Recognizing the unique role of mathematics as a foundational language across scientific areas and its importance in fostering research collaborations, our study specifically investigates the collaboration network of mathematicians (Asif & Islam,
2016; Grossman,
2002). With this in mind, we focus on scientific collaboration and career development within the mathematical circle and wonder what the underlying community structure in the collaboration network of mathematicians is and what roles elite ones play within their communities compared with their peers. These research questions aim to identify and analyze communities within the collaboration network, shedding light on the collaborative characteristics of elite mathematicians and their peers in advancing mathematical research.
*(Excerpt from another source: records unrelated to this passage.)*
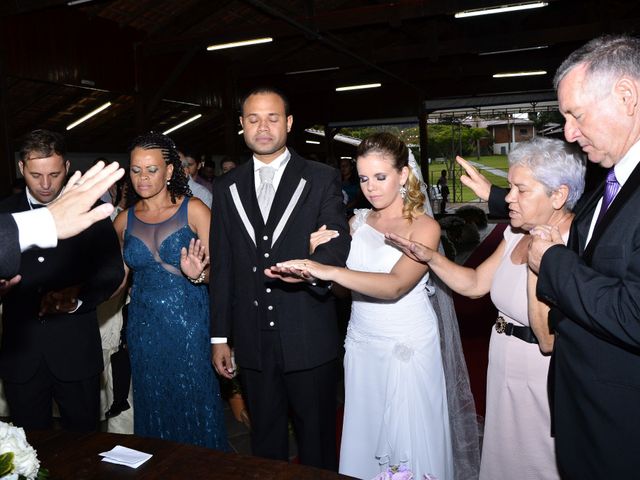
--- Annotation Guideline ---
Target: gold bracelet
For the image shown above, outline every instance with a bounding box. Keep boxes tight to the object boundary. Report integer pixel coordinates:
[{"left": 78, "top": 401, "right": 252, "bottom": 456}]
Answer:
[{"left": 187, "top": 270, "right": 207, "bottom": 285}]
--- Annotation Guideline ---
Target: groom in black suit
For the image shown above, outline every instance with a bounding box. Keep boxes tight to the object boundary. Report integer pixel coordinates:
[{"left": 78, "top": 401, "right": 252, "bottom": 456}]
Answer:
[
  {"left": 210, "top": 88, "right": 350, "bottom": 470},
  {"left": 0, "top": 130, "right": 124, "bottom": 431}
]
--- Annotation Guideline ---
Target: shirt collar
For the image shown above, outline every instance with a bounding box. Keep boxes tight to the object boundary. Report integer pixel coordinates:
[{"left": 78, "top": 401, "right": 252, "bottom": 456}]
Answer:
[
  {"left": 613, "top": 141, "right": 640, "bottom": 186},
  {"left": 253, "top": 147, "right": 291, "bottom": 173}
]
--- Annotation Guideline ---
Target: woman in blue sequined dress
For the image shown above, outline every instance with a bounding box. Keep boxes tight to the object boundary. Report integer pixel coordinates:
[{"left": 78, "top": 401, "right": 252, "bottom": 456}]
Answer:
[{"left": 114, "top": 132, "right": 228, "bottom": 450}]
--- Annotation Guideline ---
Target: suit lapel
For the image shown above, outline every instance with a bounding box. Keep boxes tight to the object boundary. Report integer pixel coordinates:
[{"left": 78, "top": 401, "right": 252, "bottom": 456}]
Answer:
[
  {"left": 267, "top": 152, "right": 310, "bottom": 250},
  {"left": 584, "top": 163, "right": 640, "bottom": 261},
  {"left": 567, "top": 183, "right": 604, "bottom": 255},
  {"left": 228, "top": 162, "right": 262, "bottom": 247}
]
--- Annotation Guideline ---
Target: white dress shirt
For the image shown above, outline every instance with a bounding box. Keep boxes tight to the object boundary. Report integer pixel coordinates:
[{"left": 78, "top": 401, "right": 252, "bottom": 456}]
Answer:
[
  {"left": 211, "top": 147, "right": 291, "bottom": 345},
  {"left": 585, "top": 142, "right": 640, "bottom": 245}
]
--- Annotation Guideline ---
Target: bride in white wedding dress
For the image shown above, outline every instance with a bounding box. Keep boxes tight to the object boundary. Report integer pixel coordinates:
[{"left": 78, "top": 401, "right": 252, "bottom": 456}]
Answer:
[{"left": 275, "top": 133, "right": 472, "bottom": 480}]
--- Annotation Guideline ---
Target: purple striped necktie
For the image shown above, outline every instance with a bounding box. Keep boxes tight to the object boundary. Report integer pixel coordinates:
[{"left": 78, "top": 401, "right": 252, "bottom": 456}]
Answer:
[{"left": 596, "top": 167, "right": 620, "bottom": 225}]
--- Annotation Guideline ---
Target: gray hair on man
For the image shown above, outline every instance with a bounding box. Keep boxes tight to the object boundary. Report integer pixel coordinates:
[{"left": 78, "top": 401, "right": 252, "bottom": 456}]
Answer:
[
  {"left": 509, "top": 137, "right": 586, "bottom": 210},
  {"left": 553, "top": 35, "right": 640, "bottom": 90}
]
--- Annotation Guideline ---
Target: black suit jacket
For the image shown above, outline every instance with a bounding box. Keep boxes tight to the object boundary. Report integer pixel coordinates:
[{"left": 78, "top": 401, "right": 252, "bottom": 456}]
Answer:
[
  {"left": 0, "top": 214, "right": 20, "bottom": 279},
  {"left": 537, "top": 166, "right": 640, "bottom": 479},
  {"left": 0, "top": 193, "right": 124, "bottom": 382},
  {"left": 210, "top": 152, "right": 351, "bottom": 371}
]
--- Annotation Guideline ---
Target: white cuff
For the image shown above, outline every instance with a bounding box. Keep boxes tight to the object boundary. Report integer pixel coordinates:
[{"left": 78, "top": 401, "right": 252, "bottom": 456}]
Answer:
[{"left": 12, "top": 208, "right": 58, "bottom": 252}]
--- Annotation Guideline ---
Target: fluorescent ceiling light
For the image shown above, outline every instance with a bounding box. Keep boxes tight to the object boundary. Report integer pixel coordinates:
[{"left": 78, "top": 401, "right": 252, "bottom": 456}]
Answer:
[
  {"left": 207, "top": 37, "right": 273, "bottom": 52},
  {"left": 478, "top": 45, "right": 549, "bottom": 56},
  {"left": 67, "top": 102, "right": 111, "bottom": 130},
  {"left": 454, "top": 2, "right": 549, "bottom": 18},
  {"left": 493, "top": 70, "right": 547, "bottom": 78},
  {"left": 285, "top": 67, "right": 340, "bottom": 75},
  {"left": 336, "top": 83, "right": 382, "bottom": 92},
  {"left": 162, "top": 113, "right": 202, "bottom": 135}
]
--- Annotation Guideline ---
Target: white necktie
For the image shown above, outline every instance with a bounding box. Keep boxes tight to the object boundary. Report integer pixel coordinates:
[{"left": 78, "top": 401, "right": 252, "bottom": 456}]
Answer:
[{"left": 258, "top": 167, "right": 276, "bottom": 223}]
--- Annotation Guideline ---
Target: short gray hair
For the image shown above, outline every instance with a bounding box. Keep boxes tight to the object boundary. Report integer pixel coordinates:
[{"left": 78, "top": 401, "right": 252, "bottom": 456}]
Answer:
[
  {"left": 509, "top": 137, "right": 586, "bottom": 210},
  {"left": 553, "top": 35, "right": 640, "bottom": 90}
]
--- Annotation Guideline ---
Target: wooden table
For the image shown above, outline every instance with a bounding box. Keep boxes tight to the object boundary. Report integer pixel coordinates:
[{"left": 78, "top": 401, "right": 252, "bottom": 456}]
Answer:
[{"left": 27, "top": 430, "right": 351, "bottom": 480}]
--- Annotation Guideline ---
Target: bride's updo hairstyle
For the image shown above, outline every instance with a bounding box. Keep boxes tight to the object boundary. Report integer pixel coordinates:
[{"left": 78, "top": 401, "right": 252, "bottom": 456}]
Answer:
[
  {"left": 357, "top": 132, "right": 426, "bottom": 221},
  {"left": 127, "top": 132, "right": 191, "bottom": 203}
]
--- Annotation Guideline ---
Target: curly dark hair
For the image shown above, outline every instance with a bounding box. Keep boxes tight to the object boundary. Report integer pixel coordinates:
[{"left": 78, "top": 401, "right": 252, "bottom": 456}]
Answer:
[{"left": 127, "top": 132, "right": 192, "bottom": 203}]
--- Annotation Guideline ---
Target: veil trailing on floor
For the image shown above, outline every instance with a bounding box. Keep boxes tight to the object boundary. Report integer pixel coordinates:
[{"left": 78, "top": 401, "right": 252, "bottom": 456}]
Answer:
[{"left": 409, "top": 150, "right": 480, "bottom": 480}]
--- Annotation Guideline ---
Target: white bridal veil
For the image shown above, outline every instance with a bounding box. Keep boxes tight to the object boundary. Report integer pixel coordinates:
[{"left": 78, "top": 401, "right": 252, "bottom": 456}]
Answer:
[{"left": 409, "top": 149, "right": 480, "bottom": 480}]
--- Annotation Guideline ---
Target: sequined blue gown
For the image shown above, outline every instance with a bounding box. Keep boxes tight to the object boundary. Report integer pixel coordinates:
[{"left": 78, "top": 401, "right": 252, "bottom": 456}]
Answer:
[{"left": 124, "top": 198, "right": 228, "bottom": 450}]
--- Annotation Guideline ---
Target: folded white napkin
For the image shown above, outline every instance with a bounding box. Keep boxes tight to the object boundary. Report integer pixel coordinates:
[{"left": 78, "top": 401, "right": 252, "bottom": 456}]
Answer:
[{"left": 100, "top": 445, "right": 153, "bottom": 468}]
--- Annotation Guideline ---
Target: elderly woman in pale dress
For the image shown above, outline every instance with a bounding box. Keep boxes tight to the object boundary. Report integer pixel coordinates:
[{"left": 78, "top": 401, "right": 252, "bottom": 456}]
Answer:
[{"left": 387, "top": 137, "right": 585, "bottom": 480}]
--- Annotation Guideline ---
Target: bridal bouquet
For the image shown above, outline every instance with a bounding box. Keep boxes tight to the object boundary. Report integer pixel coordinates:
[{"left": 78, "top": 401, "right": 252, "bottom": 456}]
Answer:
[
  {"left": 371, "top": 465, "right": 438, "bottom": 480},
  {"left": 0, "top": 422, "right": 48, "bottom": 480}
]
To achieve this, the study draws publication data from OpenAlex (Priem et al.,
2022), an open dataset, and collects supplementary information on mathematical awards. Focusing on collaborations among mathematicians, including recipients of prestigious awards in the field of mathematics such as the Fields Medal and Lobachevsky Prize, the research aims to uncover and delineate clusters of collaborations within this network by applying two community detection algorithms: Greedy Modularity Maximization (GMM) (Clauset et al.,
2004) and Infomap (Rosvall et al.,
2009). Subsequently, a detailed analysis of these detected communities will be conducted, probing into their inherent characteristics, such as collaborative traits and impact within distinct mathematical sub-fields.